Retailers will also see significant ROI from automating the first draft of repetitive messages. Our data shows that nearly half of what agents type could be generated automatically, and when that happens, efficiency gains of 20–40% per agent are realistic. Beyond that, intelligent triage and intent recognition will make a measurable dent in misrouted conversations, while proactive logistics communication will reduce the massive volume of “Where is my order?” inquiries that spike during the holidays.
The bottom line is that the strongest ROI will go to retailers who focus on eliminating friction across the customer journey. AI that clarifies, structures, and reduces effort, rather than simply speeding up typing, is where the next wave of value will be created.
Beyond customer service efficiency, how do you see AI reshaping the wider retail and e-commerce experience, from logistics to post-purchase engagement?

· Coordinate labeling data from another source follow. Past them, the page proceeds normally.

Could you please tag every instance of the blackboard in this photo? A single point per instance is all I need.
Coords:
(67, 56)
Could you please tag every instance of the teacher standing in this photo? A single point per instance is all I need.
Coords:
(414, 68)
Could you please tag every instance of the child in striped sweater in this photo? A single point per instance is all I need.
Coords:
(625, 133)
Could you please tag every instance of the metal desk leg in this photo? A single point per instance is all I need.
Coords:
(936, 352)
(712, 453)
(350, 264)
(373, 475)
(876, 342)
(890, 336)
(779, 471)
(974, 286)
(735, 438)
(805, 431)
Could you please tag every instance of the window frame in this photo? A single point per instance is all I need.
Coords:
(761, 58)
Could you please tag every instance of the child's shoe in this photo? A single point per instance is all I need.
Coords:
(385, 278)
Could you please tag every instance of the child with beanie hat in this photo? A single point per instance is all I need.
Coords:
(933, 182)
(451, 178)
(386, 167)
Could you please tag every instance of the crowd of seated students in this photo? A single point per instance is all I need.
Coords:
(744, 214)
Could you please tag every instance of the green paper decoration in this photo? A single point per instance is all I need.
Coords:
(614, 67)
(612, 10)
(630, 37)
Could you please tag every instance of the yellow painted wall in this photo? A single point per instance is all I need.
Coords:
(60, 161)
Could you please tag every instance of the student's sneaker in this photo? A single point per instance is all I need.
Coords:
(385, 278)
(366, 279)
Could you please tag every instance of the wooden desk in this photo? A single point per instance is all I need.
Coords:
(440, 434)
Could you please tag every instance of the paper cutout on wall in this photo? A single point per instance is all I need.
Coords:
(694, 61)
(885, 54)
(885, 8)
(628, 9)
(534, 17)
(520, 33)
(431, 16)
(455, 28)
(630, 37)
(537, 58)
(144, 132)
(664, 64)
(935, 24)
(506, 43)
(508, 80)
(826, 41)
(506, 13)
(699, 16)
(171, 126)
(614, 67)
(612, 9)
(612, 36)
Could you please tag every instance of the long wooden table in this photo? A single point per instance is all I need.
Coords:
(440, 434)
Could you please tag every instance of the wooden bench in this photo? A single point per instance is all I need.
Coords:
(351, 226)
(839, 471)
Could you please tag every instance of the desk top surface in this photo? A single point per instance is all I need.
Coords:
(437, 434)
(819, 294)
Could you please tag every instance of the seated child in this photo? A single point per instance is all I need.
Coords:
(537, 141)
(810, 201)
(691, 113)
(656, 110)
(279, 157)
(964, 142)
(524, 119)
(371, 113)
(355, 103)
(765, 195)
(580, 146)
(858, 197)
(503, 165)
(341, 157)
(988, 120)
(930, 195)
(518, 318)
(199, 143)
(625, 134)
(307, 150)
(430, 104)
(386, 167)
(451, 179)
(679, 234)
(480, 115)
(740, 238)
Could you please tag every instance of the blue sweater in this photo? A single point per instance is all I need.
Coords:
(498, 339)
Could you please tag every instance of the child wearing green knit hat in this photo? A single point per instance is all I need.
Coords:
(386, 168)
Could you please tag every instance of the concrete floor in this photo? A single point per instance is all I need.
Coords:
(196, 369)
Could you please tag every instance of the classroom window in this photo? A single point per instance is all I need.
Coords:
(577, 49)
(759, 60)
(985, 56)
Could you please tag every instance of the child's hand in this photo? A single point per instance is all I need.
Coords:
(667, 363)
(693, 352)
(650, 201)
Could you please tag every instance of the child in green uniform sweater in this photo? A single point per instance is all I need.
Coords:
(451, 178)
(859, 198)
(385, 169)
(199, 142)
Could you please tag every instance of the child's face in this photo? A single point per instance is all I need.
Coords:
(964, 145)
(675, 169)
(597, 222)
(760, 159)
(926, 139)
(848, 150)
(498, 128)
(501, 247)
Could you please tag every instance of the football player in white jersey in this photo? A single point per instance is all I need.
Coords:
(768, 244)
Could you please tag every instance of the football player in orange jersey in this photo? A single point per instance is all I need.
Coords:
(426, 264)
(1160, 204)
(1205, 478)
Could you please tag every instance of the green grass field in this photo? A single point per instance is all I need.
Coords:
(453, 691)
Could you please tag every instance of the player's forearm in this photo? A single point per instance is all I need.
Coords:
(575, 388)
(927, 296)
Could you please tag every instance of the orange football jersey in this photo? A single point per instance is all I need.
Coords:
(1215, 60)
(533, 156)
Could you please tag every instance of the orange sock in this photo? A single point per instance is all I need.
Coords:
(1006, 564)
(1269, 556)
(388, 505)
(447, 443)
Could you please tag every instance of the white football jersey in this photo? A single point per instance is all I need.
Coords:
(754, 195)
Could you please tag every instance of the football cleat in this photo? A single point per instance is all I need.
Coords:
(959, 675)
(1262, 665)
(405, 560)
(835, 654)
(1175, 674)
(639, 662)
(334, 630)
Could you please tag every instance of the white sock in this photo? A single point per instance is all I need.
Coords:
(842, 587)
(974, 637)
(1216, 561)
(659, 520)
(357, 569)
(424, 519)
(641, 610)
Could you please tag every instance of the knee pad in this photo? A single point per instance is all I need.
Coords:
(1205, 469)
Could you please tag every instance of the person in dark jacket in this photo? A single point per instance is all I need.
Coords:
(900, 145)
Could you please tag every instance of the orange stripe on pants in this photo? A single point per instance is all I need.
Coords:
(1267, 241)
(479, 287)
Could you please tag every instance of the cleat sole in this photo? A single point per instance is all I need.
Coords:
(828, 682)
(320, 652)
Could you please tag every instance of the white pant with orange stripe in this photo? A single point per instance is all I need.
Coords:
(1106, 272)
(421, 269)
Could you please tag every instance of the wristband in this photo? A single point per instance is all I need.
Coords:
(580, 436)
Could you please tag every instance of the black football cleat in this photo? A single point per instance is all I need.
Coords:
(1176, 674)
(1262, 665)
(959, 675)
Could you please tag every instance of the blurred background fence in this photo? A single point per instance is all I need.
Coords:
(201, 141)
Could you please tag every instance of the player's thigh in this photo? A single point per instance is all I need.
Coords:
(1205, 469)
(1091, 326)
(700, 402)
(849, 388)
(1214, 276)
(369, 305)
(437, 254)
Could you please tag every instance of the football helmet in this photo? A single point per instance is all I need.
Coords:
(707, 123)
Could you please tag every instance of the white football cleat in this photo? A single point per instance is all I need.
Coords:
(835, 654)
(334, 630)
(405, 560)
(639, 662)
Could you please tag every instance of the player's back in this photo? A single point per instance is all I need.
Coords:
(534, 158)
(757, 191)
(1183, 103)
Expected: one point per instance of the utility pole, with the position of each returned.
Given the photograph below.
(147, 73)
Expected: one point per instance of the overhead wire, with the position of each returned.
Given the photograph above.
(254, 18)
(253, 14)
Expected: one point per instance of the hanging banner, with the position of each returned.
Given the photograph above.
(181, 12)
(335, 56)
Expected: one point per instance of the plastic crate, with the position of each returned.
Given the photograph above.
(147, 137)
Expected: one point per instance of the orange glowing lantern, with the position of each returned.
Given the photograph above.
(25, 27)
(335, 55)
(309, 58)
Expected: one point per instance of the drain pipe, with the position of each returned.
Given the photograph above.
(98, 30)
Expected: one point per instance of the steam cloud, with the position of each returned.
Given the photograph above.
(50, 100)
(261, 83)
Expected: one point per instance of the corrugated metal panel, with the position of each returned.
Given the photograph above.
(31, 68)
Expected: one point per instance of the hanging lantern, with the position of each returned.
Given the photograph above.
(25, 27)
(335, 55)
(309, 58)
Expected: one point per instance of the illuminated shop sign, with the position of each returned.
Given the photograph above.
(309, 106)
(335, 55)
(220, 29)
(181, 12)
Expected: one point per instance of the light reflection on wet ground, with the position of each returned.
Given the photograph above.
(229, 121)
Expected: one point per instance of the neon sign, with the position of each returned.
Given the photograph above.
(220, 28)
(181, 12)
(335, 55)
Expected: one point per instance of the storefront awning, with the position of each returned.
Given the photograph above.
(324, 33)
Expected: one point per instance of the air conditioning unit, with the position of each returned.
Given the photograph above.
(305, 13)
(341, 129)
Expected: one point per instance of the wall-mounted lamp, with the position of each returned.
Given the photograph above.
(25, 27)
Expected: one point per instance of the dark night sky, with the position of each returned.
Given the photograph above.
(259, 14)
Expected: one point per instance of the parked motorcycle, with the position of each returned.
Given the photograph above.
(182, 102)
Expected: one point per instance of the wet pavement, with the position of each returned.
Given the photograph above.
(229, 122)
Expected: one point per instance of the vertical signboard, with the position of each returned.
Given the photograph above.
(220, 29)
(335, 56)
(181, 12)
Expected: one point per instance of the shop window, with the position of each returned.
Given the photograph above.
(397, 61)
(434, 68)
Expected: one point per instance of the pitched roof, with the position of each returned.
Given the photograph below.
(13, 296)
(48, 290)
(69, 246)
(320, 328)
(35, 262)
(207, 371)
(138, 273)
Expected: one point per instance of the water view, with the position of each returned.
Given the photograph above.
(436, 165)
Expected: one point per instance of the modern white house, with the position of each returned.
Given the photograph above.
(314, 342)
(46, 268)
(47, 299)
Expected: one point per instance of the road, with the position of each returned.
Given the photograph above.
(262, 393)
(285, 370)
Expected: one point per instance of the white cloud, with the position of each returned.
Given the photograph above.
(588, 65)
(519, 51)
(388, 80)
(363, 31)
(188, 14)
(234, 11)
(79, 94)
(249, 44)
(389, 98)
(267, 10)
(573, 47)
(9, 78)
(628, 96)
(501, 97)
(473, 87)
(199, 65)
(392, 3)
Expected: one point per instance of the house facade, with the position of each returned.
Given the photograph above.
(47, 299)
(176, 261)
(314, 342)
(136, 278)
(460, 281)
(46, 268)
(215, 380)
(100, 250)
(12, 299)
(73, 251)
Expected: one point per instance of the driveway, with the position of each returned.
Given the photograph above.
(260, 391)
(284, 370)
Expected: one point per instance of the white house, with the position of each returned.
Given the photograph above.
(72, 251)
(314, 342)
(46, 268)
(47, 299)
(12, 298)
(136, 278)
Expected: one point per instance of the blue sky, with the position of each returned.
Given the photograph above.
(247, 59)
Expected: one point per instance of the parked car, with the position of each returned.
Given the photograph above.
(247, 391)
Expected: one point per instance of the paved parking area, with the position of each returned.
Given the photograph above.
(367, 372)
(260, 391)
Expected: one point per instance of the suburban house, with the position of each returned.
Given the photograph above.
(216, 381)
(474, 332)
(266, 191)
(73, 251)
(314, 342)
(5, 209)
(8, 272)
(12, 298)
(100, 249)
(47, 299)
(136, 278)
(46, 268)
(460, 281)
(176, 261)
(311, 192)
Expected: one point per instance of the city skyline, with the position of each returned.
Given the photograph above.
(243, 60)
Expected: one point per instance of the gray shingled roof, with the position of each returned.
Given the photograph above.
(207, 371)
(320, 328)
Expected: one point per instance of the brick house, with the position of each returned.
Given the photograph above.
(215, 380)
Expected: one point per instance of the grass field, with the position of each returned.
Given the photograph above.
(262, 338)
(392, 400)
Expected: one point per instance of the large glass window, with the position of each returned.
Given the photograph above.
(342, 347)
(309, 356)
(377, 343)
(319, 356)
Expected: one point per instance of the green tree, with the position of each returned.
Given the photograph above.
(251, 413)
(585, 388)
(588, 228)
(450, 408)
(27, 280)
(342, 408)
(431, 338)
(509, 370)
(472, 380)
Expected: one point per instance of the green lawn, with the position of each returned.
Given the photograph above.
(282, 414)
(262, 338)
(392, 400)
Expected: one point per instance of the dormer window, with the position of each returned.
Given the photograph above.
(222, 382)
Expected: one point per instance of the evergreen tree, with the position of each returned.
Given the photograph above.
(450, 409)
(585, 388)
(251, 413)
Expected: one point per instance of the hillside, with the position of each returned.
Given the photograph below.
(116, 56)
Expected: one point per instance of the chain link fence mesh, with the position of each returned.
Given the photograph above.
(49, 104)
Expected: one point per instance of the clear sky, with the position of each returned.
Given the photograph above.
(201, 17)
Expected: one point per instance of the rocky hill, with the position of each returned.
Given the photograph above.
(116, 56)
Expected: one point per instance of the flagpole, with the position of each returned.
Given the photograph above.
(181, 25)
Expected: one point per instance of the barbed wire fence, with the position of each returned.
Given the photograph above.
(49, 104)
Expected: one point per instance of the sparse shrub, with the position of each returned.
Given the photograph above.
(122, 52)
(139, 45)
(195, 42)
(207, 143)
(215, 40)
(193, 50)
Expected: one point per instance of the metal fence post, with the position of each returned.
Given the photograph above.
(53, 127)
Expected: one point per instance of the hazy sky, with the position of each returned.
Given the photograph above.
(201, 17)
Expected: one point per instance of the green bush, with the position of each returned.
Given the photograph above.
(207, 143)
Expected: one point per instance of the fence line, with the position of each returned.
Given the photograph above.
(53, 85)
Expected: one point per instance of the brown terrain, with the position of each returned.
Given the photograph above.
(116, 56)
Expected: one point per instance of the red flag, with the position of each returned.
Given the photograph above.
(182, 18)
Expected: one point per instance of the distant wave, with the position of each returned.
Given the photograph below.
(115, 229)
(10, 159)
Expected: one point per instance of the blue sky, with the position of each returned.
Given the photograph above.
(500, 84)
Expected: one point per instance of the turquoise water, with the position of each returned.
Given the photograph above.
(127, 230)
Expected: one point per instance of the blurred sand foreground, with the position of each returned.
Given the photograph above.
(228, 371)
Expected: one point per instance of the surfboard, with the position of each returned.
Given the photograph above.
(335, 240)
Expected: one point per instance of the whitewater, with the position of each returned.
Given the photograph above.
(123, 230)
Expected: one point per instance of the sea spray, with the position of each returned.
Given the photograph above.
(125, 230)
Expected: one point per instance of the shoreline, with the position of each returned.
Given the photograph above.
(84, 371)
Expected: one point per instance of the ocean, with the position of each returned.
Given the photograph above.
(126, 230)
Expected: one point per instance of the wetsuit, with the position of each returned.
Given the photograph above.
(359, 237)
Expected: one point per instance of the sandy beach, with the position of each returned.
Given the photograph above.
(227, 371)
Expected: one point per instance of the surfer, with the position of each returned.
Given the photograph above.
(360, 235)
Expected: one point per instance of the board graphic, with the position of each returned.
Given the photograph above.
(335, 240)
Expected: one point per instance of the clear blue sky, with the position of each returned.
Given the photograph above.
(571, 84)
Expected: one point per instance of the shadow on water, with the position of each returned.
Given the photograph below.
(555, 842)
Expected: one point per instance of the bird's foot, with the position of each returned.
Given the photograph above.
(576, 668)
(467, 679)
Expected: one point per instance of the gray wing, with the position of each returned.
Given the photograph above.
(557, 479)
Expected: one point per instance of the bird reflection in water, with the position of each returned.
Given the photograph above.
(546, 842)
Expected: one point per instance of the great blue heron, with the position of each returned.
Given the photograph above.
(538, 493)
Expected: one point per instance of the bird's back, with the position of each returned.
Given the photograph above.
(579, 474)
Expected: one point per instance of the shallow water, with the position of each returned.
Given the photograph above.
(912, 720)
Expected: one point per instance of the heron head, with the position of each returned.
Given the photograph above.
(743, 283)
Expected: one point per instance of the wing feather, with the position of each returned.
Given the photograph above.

AI will reshape retail far beyond the service desk, because the real frontier is not a more innovative chatbot, it’s a unified, always-on concierge for the entire customer journey. Instead of separate experiences for “shopping”, “support”, and “order tracking”, you’ll interact with a single intelligent assistant that knows who you are, what you’re trying to achieve, and can move seamlessly between product discovery, problem-solving, and purchase in one continuous conversation. The line between sales and service will blur: a question about a delayed parcel might turn into a tailored upsell; a sizing concern might instantly surface the right product, policy and shipping option without ever changing channels. That’s what conversational commerce looks like when it finally matures.
Under the hood, this requires AI to stitch together logistics, fulfilment, and post-purchase engagement. In logistics, AI will coordinate with carriers to anticipate delays, trigger proactive notifications, and propose solutions, refunds, replacements, and alternative delivery options before the customer has to ask. In parallel, personalization will finally extend beyond marketing into operations: policies, messaging, and resolutions can be dynamically adapted based on context, history, and loyalty level.
A big unlock here is “unified retail memory.” Retailers sit on vast amounts of fragmented data, support transcripts, order history, inventory, product feedback, loyalty programmes, but very little of it is accessible in real time. AI can turn that into a living memory that every assistant can tap into, so each interaction makes the next one smarter.
So, beyond efficiency gains, AI is preparing to reorganize the retail experience into something that feels much more human: a single, consistent concierge that takes care of you before, during, and long after the transaction, regardless of which channel you start on.